O Bino é a minha parte infantil e medrosa, que receia muito o novo, que prefere ficar na sua lixeira encantada, tipo Floribella, a evoluir pouco e a sonhar com uma vida perfeita. É ainda o menino, neste caso menina, que não gosta da escola e precisa de tudo e de todos para respirar.

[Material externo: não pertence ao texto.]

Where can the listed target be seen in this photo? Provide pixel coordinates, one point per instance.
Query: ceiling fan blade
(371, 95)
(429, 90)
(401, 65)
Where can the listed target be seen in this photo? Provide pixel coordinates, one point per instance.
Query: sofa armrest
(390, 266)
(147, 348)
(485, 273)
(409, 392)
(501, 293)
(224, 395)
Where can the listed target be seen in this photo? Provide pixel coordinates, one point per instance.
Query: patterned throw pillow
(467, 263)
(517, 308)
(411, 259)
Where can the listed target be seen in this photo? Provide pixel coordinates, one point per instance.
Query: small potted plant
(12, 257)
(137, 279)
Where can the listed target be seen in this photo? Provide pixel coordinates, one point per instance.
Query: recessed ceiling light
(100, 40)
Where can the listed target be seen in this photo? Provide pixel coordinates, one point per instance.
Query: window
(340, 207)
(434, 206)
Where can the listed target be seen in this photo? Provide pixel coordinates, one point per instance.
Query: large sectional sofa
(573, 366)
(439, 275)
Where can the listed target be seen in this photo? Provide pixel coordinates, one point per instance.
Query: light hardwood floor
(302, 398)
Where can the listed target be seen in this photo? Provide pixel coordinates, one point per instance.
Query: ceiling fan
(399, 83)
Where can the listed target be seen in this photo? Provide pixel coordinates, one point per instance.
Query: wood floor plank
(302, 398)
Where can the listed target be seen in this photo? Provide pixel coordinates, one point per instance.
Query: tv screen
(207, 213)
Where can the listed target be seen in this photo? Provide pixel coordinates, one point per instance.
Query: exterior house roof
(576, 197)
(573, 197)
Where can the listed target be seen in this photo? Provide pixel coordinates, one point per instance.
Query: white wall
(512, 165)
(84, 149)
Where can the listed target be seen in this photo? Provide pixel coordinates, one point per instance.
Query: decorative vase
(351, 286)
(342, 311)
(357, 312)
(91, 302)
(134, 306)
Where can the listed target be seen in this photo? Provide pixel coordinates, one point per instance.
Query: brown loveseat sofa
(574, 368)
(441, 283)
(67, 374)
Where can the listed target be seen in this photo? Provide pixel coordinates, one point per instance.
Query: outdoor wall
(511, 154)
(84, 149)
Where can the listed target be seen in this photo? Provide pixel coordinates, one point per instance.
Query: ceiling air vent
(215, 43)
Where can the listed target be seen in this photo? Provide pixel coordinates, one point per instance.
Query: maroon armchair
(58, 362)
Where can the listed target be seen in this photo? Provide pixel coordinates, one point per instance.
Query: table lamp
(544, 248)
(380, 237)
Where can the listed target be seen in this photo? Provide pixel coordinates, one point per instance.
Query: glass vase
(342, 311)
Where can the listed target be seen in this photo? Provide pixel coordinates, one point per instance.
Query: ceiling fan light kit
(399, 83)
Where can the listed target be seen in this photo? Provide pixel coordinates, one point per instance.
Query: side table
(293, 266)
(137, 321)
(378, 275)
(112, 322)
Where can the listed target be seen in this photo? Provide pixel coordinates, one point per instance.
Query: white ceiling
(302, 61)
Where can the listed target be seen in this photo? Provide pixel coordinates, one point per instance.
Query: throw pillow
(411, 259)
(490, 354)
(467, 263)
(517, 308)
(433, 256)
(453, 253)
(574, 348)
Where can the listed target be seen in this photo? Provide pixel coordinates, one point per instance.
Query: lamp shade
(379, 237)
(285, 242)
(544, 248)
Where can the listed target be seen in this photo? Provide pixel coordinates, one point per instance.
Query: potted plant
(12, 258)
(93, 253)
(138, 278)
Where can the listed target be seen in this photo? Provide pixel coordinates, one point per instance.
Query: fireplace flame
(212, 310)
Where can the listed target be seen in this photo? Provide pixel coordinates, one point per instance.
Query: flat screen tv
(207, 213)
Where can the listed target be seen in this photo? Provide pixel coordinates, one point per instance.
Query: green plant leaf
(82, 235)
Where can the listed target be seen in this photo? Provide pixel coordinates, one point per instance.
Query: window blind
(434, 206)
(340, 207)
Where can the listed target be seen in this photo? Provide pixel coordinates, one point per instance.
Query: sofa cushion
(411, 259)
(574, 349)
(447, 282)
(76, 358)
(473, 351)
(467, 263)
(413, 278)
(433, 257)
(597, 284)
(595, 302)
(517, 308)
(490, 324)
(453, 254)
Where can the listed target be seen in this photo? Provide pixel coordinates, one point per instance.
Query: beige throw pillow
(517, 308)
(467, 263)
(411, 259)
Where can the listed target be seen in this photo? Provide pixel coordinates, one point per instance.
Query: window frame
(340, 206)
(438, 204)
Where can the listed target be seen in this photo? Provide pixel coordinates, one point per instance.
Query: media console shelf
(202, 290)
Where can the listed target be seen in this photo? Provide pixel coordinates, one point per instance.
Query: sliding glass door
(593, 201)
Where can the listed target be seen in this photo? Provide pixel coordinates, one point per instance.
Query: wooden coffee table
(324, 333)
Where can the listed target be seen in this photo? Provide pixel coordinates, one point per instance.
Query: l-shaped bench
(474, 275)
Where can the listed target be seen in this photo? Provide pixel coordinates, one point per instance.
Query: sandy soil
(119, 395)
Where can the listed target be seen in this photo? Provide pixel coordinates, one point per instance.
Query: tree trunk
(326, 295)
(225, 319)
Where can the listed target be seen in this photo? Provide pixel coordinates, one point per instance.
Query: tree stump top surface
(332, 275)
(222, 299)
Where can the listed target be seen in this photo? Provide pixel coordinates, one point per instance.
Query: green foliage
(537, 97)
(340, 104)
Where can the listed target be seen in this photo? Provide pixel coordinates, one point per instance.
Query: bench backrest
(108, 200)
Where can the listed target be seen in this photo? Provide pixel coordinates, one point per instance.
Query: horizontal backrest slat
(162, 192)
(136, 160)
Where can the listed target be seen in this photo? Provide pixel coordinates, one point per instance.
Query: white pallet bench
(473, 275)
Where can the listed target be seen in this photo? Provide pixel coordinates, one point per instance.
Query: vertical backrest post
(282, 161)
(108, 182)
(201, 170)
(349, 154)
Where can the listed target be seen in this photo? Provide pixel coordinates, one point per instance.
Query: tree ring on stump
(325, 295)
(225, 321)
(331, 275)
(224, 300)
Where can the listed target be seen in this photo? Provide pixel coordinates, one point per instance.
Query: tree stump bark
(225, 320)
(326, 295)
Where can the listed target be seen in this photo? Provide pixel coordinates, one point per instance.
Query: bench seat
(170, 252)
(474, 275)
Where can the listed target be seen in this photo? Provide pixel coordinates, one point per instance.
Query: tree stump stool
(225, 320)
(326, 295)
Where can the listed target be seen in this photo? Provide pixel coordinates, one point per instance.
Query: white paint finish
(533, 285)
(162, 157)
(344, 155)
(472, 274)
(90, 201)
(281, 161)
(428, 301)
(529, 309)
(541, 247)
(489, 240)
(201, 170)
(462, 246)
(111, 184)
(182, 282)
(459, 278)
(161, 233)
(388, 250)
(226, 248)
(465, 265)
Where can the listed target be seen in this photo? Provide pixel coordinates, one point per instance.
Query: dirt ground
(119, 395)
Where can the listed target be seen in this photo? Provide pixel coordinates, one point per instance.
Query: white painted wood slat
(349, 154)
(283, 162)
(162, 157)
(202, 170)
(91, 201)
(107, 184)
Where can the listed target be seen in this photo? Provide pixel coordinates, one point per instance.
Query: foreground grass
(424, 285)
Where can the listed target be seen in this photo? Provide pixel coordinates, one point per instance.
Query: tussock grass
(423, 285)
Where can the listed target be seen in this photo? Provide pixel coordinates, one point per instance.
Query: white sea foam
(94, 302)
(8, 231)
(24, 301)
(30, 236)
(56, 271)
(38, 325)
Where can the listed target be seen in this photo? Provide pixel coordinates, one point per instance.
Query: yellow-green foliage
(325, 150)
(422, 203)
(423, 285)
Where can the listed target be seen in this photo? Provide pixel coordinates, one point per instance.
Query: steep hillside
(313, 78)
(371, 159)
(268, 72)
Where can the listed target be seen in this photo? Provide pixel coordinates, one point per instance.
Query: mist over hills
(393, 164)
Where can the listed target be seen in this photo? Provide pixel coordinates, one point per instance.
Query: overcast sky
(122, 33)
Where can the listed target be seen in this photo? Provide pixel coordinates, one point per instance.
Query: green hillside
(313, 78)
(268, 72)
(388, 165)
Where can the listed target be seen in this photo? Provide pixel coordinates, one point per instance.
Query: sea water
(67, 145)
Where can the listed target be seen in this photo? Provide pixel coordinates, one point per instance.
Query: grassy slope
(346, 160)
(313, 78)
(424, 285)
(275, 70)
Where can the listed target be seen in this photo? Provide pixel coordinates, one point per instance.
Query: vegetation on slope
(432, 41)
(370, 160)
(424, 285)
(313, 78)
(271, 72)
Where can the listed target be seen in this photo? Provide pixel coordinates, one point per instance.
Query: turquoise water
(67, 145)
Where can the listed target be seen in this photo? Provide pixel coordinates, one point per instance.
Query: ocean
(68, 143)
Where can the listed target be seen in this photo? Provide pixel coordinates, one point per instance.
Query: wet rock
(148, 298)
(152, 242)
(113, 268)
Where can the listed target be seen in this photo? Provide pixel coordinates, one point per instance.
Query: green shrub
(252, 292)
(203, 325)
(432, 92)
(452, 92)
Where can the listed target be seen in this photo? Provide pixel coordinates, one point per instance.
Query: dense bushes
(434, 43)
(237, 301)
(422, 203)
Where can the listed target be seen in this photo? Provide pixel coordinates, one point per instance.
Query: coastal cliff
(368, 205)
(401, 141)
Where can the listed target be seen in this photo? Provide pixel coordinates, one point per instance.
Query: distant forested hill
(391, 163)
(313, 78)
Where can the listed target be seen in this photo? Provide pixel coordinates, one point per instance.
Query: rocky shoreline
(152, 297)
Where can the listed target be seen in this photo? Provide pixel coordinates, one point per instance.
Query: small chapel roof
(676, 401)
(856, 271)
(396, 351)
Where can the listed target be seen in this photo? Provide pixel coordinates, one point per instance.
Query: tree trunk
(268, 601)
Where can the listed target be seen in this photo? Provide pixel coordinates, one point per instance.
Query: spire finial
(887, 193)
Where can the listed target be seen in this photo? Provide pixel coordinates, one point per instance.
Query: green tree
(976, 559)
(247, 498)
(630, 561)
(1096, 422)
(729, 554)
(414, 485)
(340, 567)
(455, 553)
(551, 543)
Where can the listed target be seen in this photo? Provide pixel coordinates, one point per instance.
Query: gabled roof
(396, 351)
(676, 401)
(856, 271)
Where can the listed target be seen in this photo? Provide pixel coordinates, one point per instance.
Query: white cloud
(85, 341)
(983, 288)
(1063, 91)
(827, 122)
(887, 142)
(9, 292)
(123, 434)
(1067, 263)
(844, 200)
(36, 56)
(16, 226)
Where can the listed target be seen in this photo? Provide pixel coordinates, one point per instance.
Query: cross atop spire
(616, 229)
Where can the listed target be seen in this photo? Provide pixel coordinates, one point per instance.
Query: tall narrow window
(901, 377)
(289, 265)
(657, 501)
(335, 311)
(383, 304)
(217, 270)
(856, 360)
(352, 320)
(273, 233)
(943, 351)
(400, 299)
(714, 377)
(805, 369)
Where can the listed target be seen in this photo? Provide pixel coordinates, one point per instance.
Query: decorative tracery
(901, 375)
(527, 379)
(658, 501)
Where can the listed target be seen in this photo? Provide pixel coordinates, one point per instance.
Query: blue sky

Quando eu era miúda, eu era beata, uma daquelas religiosas que temia, acima de tudo, o pecado. Não sei se essa educação me foi transmitida pela minha avó (mas duvido, porque ela gozava comigo), se fui eu própria que me interessei por um mundo novo. É engraçado que, quando somos nós próprios, apanhamos severamente na cabeça. Quando era católica, apanhava na cabeça porque era católica, quase ninguém apoiava essa convicção e graças a isso nunca frequentei uma igreja como deve ser. Agora que sou ateia e estou no pólo oposto, oiço muitas vezes as críticas da minha avó, como ouvia as da minha mãe. No fundo, a pergunta é sempre a mesma, o que é que os outros, afinal, querem de nós, sobretudo a família? Eu nunca entendi, mas estou ciente de que cada um segue as pisadas que deseja, pelo menos no que diz respeito a fé, crença, religião.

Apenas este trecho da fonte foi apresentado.